Domestic Electricity
UK Mains Electricity
UK mains electricity is alternating current AC at 230 V and 50 Hz. AC periodically reverses direction, unlike DC (from batteries) which flows in one direction only. The 50 Hz means the current completes 50 full cycles per second.
Electrical Power and Energy
Power: P = IV = I²R = V²/R (where P is in watts, I in amps, V in volts)
Energy transferred: E = P × t (joules = watts × seconds) or E = VIt
Cost of electricity: energy is sold in kilowatt-hours (kWh). 1 kWh = 1 kW used for 1 hour = 3 600 000 J. Cost = power (kW) × time (hours) × price per kWh.
Efficiency
Efficiency = useful energy output ÷ total energy input (× 100 for %) Or: Efficiency = useful power output ÷ total power input
A 100 W light bulb that emits 10 W of light and 90 W of heat has an efficiency of 10%.
The Three-Pin Plug (WJEC Required Knowledge)
UK three-pin plugs have three connections:
- Live (brown): carries the alternating high voltage (~230 V). Connected to the fuse.
- Neutral (blue): return path, at ~0 V.
- Earth (green/yellow stripe): safety wire connecting the metal casing of an appliance to earth (0 V). If a fault causes the casing to go live, current flows safely to earth, blowing the fuse.
The wires are held in with cable grips. The outer insulation must not be stripped too far. The fuse is always wired into the live wire.
Fuses and Circuit Breakers
A fuse contains a thin wire that melts if current exceeds its rated value, breaking the circuit. Fuses protect cables from overheating, not people directly.
Choosing the correct fuse: select the lowest rated fuse above the normal operating current of the appliance. E.g. if an appliance uses 4.5 A normally, use a 5 A fuse (not a 3 A which would blow immediately, nor a 13 A which gives no protection).

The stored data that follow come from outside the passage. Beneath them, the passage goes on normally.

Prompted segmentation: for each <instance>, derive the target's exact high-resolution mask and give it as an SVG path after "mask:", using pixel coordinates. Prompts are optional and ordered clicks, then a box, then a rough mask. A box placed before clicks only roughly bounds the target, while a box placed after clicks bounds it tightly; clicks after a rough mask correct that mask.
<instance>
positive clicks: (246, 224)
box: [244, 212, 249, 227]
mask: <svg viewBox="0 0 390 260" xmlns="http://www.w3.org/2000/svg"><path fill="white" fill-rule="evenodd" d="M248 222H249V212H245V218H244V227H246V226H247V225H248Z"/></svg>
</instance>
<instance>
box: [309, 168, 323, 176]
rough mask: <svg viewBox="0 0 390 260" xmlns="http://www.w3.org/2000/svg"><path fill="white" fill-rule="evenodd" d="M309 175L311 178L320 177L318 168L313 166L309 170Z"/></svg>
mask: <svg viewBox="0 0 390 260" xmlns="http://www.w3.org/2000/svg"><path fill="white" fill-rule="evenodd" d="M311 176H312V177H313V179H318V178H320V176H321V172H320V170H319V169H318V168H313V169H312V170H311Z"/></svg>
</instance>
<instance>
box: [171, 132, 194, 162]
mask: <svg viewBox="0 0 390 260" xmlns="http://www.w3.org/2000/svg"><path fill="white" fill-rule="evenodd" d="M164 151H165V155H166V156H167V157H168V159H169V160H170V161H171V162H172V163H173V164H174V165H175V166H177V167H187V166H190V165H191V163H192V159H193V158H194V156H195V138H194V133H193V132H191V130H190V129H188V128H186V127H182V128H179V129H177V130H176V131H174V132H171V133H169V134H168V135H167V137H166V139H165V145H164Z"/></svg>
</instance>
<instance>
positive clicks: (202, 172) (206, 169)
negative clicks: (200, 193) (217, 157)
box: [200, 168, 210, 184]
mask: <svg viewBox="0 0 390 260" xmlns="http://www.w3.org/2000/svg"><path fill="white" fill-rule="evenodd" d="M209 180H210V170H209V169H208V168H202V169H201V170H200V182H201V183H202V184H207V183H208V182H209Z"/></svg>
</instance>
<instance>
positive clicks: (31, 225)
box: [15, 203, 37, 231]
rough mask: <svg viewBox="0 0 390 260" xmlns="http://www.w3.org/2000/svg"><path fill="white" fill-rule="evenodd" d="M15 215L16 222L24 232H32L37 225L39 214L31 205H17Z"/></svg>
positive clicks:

Circuit breakers (MCBs) use an electromagnet or bimetallic strip to disconnect the circuit; they can be reset. RCDs (residual current devices) detect any difference between live and neutral currents (indicating leakage through a person) and disconnect in milliseconds — much faster than a fuse.
Earthing and Double Insulation
Earthing: appliances with metal casings have the casing connected to the earth wire. If a live wire touches the casing, a large current flows to earth, blowing the fuse and cutting power.
Double insulation (marked with a square-within-a-square symbol): the casing is plastic (non-conducting) so there is no risk of the casing going live; no earth wire needed.
⚠Common mistakes
- Live and neutral confused: live is brown and at high voltage; neutral is blue at ~0V. The fuse goes in the live wire — if it were in neutral, the appliance would remain at high voltage even with the fuse blown.
- Efficiency > 1: efficiency can never exceed 100% because you cannot get more useful energy out than you put in (conservation of energy).
- kWh vs joules: exam questions may ask for energy in kWh for cost calculations; convert carefully (1 kWh = 3.6 × 10⁶ J).
- Fuse rating confusion: fuse must blow if current is too high, so choose the lowest rating above normal current.